Don H writes:
If the motherboard or RAM fails on a 2018 Macbook, it will be extremely difficult (and expensive, and time-consuming) to recover the data from the soldered-on SSD:
"Touch Bar-equipped MacBook Pro laptops have always featured solid-state storage soldered to the logic board, making it impossible to remove for data recovery, as was possible with hard disk drives. For these Macs, Apple enabled last-ditch data recovery through a special port on the logic board, combined with a custom tool for Apple Authorized Service Providers.
Unfortunately, in its teardown, iFixit discovered that the 2018 MacBook Pro models lack that port, and MacRumors learned from internal Apple documents that Apple’s internal Customer Data Migration Tool does not work with these Macs.”
The comments for this entry provide a little more detail. What’s not clear is what happens if your T2 chip fails, which holds all the keys and is non-replacable.
Proper backups, as always, are critical, but are those guaranteed to work in the user’s favor a decade from now? What if a future T2 chip requires end-to-end encryption for backups which themselves become dependent on that same chip?

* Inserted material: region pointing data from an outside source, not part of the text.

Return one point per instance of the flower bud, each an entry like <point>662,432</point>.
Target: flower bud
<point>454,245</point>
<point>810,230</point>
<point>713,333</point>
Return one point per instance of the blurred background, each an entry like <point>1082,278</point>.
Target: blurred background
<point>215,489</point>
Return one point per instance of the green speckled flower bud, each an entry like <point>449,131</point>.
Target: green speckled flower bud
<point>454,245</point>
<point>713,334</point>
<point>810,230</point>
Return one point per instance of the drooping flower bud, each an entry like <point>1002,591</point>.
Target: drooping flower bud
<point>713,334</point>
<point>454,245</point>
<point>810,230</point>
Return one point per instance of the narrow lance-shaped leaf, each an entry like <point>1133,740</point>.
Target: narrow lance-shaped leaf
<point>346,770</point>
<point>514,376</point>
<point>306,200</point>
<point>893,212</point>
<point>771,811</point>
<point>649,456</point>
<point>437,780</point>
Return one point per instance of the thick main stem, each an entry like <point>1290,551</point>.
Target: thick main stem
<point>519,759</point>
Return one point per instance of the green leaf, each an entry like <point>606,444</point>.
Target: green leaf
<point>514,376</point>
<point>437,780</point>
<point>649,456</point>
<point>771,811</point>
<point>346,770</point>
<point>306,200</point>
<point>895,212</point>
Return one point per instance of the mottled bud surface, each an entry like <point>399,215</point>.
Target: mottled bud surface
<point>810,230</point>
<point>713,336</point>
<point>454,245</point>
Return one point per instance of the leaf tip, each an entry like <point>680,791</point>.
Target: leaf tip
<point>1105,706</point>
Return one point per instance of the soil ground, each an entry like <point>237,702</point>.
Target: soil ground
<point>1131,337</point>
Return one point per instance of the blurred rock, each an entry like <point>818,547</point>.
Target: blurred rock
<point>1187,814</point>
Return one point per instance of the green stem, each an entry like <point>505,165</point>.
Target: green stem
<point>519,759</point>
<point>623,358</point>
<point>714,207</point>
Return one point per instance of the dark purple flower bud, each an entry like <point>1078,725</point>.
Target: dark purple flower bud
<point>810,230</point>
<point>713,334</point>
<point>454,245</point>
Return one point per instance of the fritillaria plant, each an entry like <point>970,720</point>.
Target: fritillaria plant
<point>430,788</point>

How many different ways will be locked out from our own data in the future? If I lose the ability to completely *own* my data (including the ability to migrate it to another computer or storage device without restrictions or Internet connectivity) then I will simply stop using computers altogether. More realistically, I will stockpile acceptable computers and tailor my life around their limitations as if we were in a post-apocalyptic environment. They work for me now, and they will continue working for the rest of my lifespan in that same capacity until the hardware dies. If I need Internet connectivity (which I have been narrowing down more and more as time goes on) I will do that on a current ‘disposable’ computer and carefully silo my personal data accordingly.
We’re not at that stage yet, but the trend is pretty ominous.
Connecting more dots (I’m in a paranoid mood this morning):
Ok, so this item is really only about the industrial controls for a production line, but what happens if/when the T2 chip itself becomes compromised with a trojan or other latent malware? Unless the entire process from design to fab is under bullet-proof control with independent auditors reviewing each step, who’s to say the linchpin for our data security can’t be successfully attacked at some point? The NSA itself has been breached at least twice (that we know of) - this isn’t just idle speculation.
DIGLLOYD: it’s not a good trend—disposable Macs is where we stand now. Backup.